A linear correlation was noted between the mean of average “RNFL thickness” and duration of CKD (Figure 4). Spearman correlation was used to find the relationship between duration of CKD and RNFL thickness. With increase in duration of CKD there was statistically significant decrease in “mean of average RNFL thickness (p value= 0.007).
Table 1
Comparison of mean of average “RNFL thickness between group A and group B”(n= 300 eyes)
|
Group |
Average RNFL thickness ( Mean ± SD) µm |
|
Group A |
108.99 ± 17.55 |
|
Group B |
114.32 ± 14.04 |
Discussion
In the present study, mean of average “RNFL thickness” was compared among group A and group B. RNFL thickness was observed to be thinner in group A and was statistically significant (p value 0.004). Thinning was also statistically significant in superior and inferior quadrant of group A as compared to group B. Demir MN et al. also reported similar results with statistically significant (p <0.01) thinning of mean RNFL thickness in chronic renal failure patients in all four quadrant as compared to normal subjects.9 Change in RNFL thickness in CKD patients may be attributed to vascular ischemia, which results in poor blood supply to retinal layers, subsequently disturbing the retinal vasculature. As a consequence, thinning of RNFL occurs. Thinning is also associated with other factors like HD or systemic condition causing microangiopathy like diabetes mellitus and hypertension.10
RNFL thickness was also compared between the HD and non- HD group. On analysing RNFL thickness mean of “average RNFL thickness” was noted to be thicker in HD group and was statistically significant (p-value 0.000). Similar results were noted by Atilgan CU et al.11 Demir MN et al. also reported similar results with increase in mean of “average RNFL thickness” post-HD, but it was statistically not significant.12
We also analysed quadrant wise RNFL thickness in “HD and non- HD group”. Results showed increase in RNFL thickness in superior and temporal quadrant in “HD group” as compared to non- HD group and it was statistically significant (p value of 0.000 and 0.042 respectively). Other two quadrants also showed RNFL thickness more in the HD group but it was statistically not significant. These results can be attributed to vasodilation following HD. In renal failure, there is accumulation of inhibitors of Nitrous oxide synthase. With HD these substances are removed, thereby leading to accumulation of Nitric oxide and adrenomedullin. These are the vasoactive substances which eventually leads to vasodilation of retinal vessels.
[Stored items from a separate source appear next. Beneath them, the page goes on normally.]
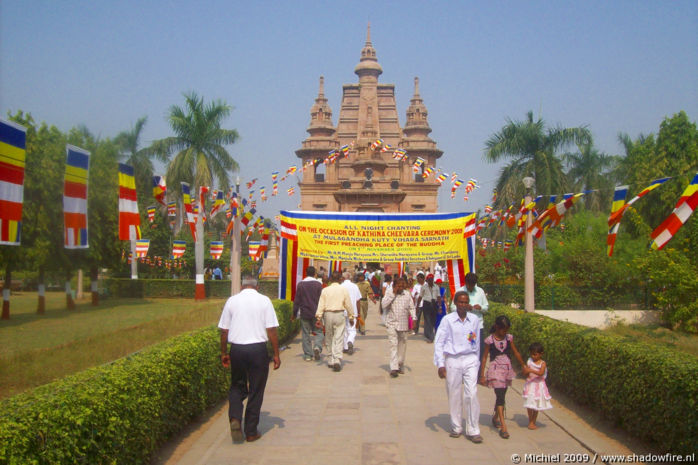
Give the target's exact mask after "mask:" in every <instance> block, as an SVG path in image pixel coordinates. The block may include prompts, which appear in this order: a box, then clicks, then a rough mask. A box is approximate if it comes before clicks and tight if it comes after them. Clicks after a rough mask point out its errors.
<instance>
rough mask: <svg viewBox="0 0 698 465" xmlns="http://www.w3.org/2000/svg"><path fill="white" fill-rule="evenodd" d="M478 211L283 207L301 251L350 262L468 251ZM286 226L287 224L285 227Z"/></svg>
mask: <svg viewBox="0 0 698 465" xmlns="http://www.w3.org/2000/svg"><path fill="white" fill-rule="evenodd" d="M474 218H475V213H421V214H414V213H390V214H387V213H337V212H327V213H323V212H301V211H282V212H281V223H282V227H285V228H286V231H287V232H285V233H284V232H283V231H282V235H283V234H285V237H287V238H289V239H290V238H292V236H295V237H294V238H293V239H294V240H297V241H298V256H300V257H303V258H313V259H324V260H341V261H346V262H352V261H353V262H380V263H387V262H401V261H406V262H425V261H435V260H453V259H457V258H466V257H468V255H469V253H468V252H469V250H468V241H469V240H472V239H473V238H472V237H471V238H466V237H464V233H465V225H466V223H467V222H468V221H469V220H472V219H474ZM284 225H285V226H284Z"/></svg>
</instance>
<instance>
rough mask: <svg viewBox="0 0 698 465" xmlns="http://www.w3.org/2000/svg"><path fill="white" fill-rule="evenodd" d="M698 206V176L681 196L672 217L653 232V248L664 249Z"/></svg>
mask: <svg viewBox="0 0 698 465" xmlns="http://www.w3.org/2000/svg"><path fill="white" fill-rule="evenodd" d="M696 206H698V174H696V175H695V176H694V177H693V180H692V181H691V183H690V184H689V185H688V187H686V190H684V191H683V194H681V197H680V198H679V201H678V202H677V203H676V207H674V211H673V212H671V215H669V217H667V219H666V220H664V221H663V222H662V224H660V225H659V226H657V228H656V229H655V230H654V231H652V235H651V236H652V239H654V242H652V248H653V249H659V250H661V249H662V248H664V246H665V245H666V244H667V242H669V241H670V240H671V238H672V237H674V234H676V232H677V231H678V230H679V229H681V226H683V225H684V224H685V223H686V221H688V218H690V217H691V215H692V214H693V211H694V210H695V209H696Z"/></svg>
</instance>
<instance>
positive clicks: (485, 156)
mask: <svg viewBox="0 0 698 465" xmlns="http://www.w3.org/2000/svg"><path fill="white" fill-rule="evenodd" d="M590 141H591V133H590V132H589V130H588V129H587V128H586V127H577V128H562V127H560V126H557V127H554V128H546V125H545V122H544V121H543V120H542V119H540V118H538V120H536V121H534V119H533V112H531V111H529V112H528V113H527V114H526V120H524V121H513V120H511V119H509V118H507V124H506V125H505V126H504V127H503V128H502V129H501V130H500V131H499V132H497V133H495V134H493V135H492V136H491V137H490V138H489V139H488V140H487V142H486V143H485V154H484V158H485V160H487V161H489V162H490V163H496V162H498V161H500V160H502V159H504V158H510V159H512V161H511V163H510V164H509V165H507V166H505V167H504V168H503V169H502V171H501V173H500V176H499V179H498V181H497V189H498V191H499V192H500V197H501V201H499V199H498V201H499V202H501V203H499V205H505V204H507V203H510V202H512V201H514V200H516V199H517V198H521V197H523V193H524V186H523V184H522V183H521V180H522V179H523V178H524V177H525V176H531V175H533V177H534V178H535V179H536V190H537V192H540V193H542V194H548V195H551V194H558V193H561V192H563V191H564V190H565V189H566V188H567V180H566V177H565V174H564V171H563V167H562V162H561V161H560V158H558V156H557V151H558V150H560V149H562V148H564V147H566V146H568V145H570V144H571V143H577V144H586V143H589V142H590ZM504 193H506V195H504ZM510 195H511V197H510Z"/></svg>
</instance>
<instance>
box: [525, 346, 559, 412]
mask: <svg viewBox="0 0 698 465" xmlns="http://www.w3.org/2000/svg"><path fill="white" fill-rule="evenodd" d="M526 366H528V367H529V368H533V369H534V370H540V367H541V362H538V363H534V362H533V360H531V359H530V358H529V359H528V360H527V361H526ZM547 377H548V369H547V368H546V369H545V372H544V373H543V376H538V375H534V374H533V373H529V375H528V378H527V379H526V384H524V391H523V398H524V407H526V408H530V409H532V410H549V409H551V408H553V406H552V404H551V403H550V399H551V397H550V393H549V392H548V385H547V384H545V378H547Z"/></svg>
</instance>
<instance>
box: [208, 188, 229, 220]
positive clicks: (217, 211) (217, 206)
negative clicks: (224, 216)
mask: <svg viewBox="0 0 698 465" xmlns="http://www.w3.org/2000/svg"><path fill="white" fill-rule="evenodd" d="M223 205H225V199H224V198H223V191H218V193H217V194H216V200H215V201H214V202H213V207H211V213H209V215H208V216H209V218H213V217H214V216H216V215H217V214H218V212H219V211H220V210H221V208H222V207H223Z"/></svg>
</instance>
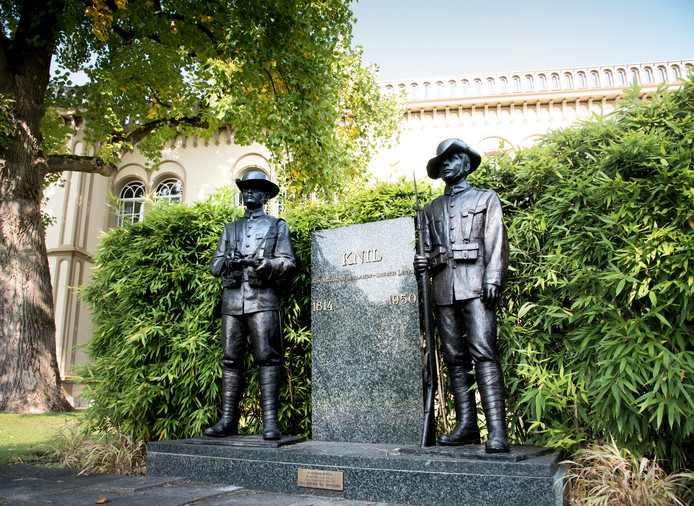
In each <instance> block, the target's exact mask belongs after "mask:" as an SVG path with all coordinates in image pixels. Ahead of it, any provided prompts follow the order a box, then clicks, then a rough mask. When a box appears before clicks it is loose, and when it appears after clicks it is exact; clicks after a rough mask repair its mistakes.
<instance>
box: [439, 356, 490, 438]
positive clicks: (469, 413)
mask: <svg viewBox="0 0 694 506" xmlns="http://www.w3.org/2000/svg"><path fill="white" fill-rule="evenodd" d="M448 374H449V376H450V378H451V387H452V389H453V398H454V402H455V417H456V422H457V424H456V426H455V428H454V429H453V430H452V431H451V433H450V434H441V435H440V436H439V444H440V445H444V446H459V445H466V444H480V430H479V427H478V426H477V409H476V407H475V392H474V390H470V387H472V385H473V383H474V382H475V377H474V375H473V374H471V373H470V372H469V369H468V368H467V367H465V366H453V367H449V368H448Z"/></svg>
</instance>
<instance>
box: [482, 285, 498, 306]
mask: <svg viewBox="0 0 694 506" xmlns="http://www.w3.org/2000/svg"><path fill="white" fill-rule="evenodd" d="M499 299H501V290H500V289H499V287H498V286H496V285H484V287H483V289H482V302H484V307H486V308H487V309H490V308H493V307H494V306H495V305H496V304H498V303H499Z"/></svg>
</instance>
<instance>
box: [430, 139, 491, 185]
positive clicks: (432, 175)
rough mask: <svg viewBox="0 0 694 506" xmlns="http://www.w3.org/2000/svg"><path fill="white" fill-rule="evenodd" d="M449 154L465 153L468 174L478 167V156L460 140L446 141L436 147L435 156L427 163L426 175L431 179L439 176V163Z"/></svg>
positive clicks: (478, 153) (481, 159)
mask: <svg viewBox="0 0 694 506" xmlns="http://www.w3.org/2000/svg"><path fill="white" fill-rule="evenodd" d="M451 153H465V154H466V155H468V156H469V157H470V172H472V171H473V170H475V169H476V168H477V167H479V166H480V162H481V161H482V157H481V156H480V154H479V153H478V152H477V151H475V150H474V149H472V148H471V147H470V146H468V145H467V144H465V142H464V141H462V140H461V139H446V140H445V141H443V142H441V143H440V144H439V145H438V146H437V147H436V156H435V157H434V158H432V159H431V160H429V162H428V163H427V174H429V177H430V178H432V179H438V178H439V177H440V175H441V163H442V162H443V160H444V159H445V158H446V157H447V156H448V155H449V154H451Z"/></svg>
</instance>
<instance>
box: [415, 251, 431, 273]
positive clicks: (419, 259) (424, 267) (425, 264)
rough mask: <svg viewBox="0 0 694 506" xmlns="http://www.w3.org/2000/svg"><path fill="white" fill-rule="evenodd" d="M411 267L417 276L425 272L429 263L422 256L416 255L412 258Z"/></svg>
mask: <svg viewBox="0 0 694 506" xmlns="http://www.w3.org/2000/svg"><path fill="white" fill-rule="evenodd" d="M412 265H413V267H414V271H415V272H416V273H417V274H422V273H423V272H426V270H427V268H428V267H429V261H428V260H427V259H426V257H425V256H424V255H419V254H417V255H415V256H414V262H413V263H412Z"/></svg>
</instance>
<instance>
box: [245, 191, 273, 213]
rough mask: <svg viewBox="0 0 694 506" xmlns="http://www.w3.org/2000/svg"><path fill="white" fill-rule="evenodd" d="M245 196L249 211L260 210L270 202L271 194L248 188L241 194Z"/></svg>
mask: <svg viewBox="0 0 694 506" xmlns="http://www.w3.org/2000/svg"><path fill="white" fill-rule="evenodd" d="M241 195H243V203H244V205H245V206H246V207H247V208H249V209H258V208H259V207H262V206H263V204H265V202H267V201H268V198H269V194H268V193H267V192H266V191H263V190H260V189H258V188H246V189H244V190H243V192H242V193H241Z"/></svg>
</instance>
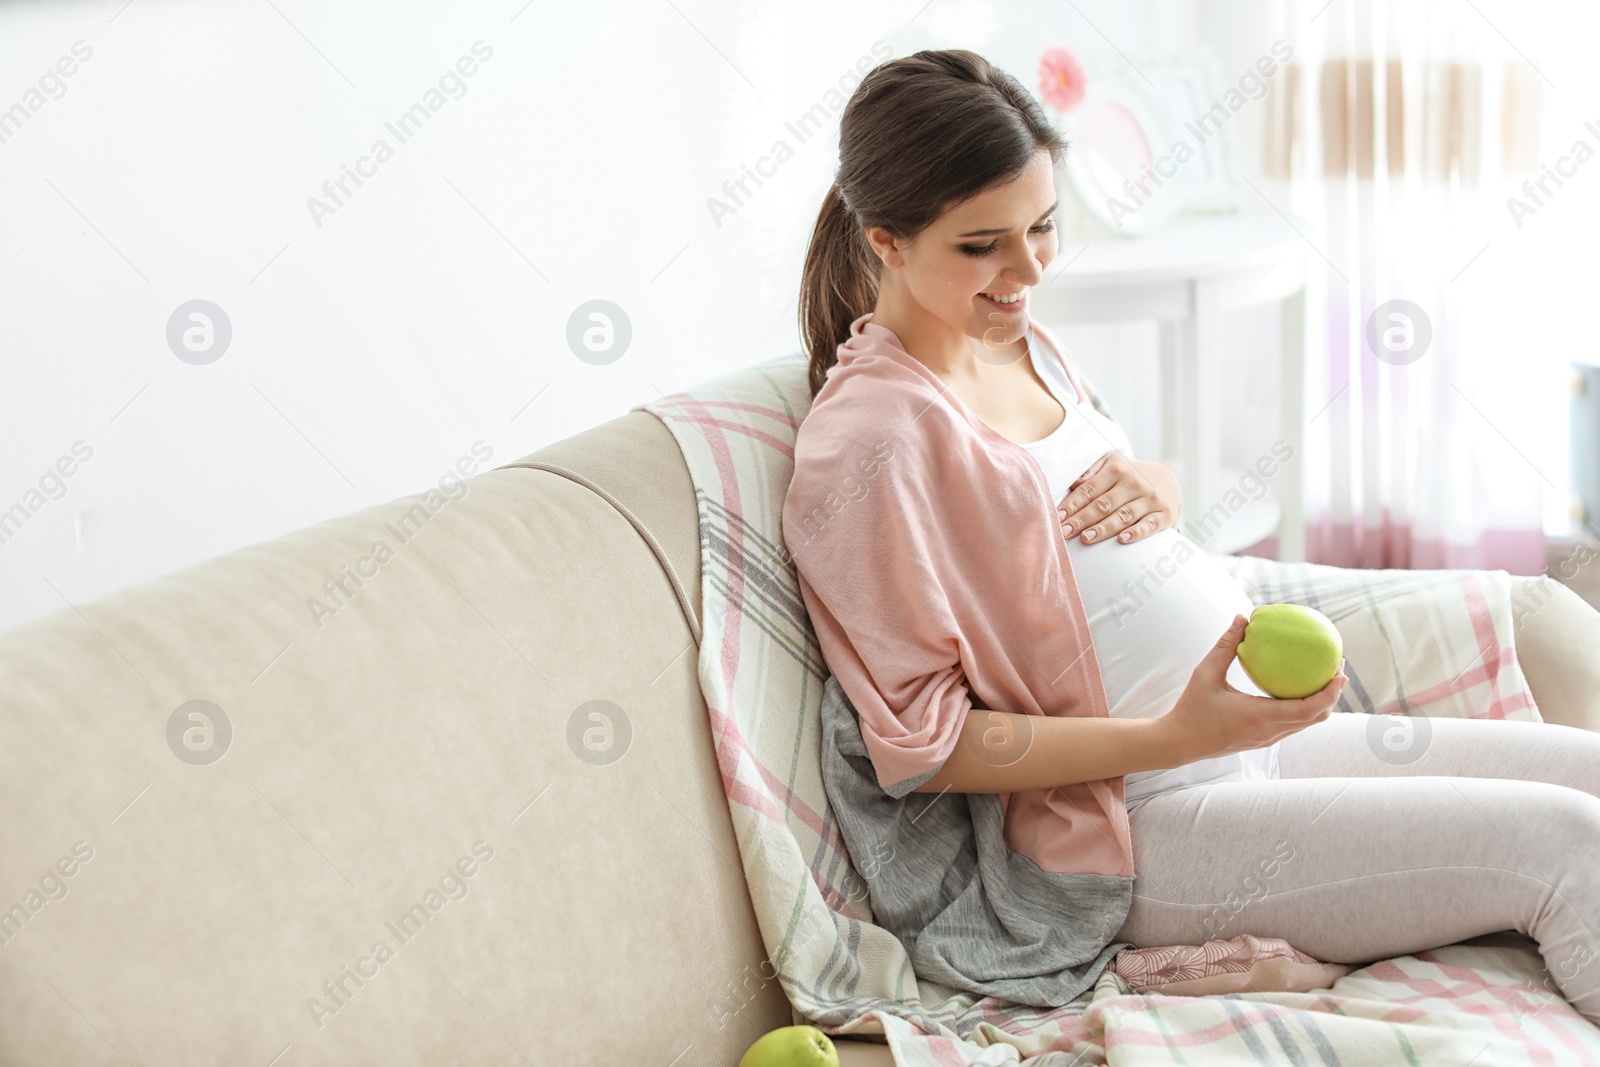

On the contrary, Demir et al. in their study noted mean “RNFL thickness” to be thinner in post HD group as compared to control group, but statistically significant difference was observed only in the inferior quadrant.12 These changes maybe owing to transient fluid loss that may occur during dialysis, which leads to imbalance of fluid and electrolytes and as a consequence retinal ischemia and RNFL thinning occurs.10
Limitations
The current study was a cross-sectional study, therefore comparison of RNFL thickness pre and post HD could not be assessed. Another limitation of the study was interpersonal variability while taking the OCT reading. Small sample size was also one of the limitation of the study. Further randomized trials with larger group of patients and additional parameters could further enhance the knowledge.
Conclusion
The present study concluded that the mean of average RNFL thickness was significantly thinner in CKD patients as compared to non- CKD patients. Decrease in RNFL thickness maybe suggestive of early stages of optic neuropathy and this change can be observed even before the detection of any visual disturbances with the help of OCT. OCT has the maximum sensitivity to measure RNFL thickness and can detect even very small changes. Hence, it is of clinical significance.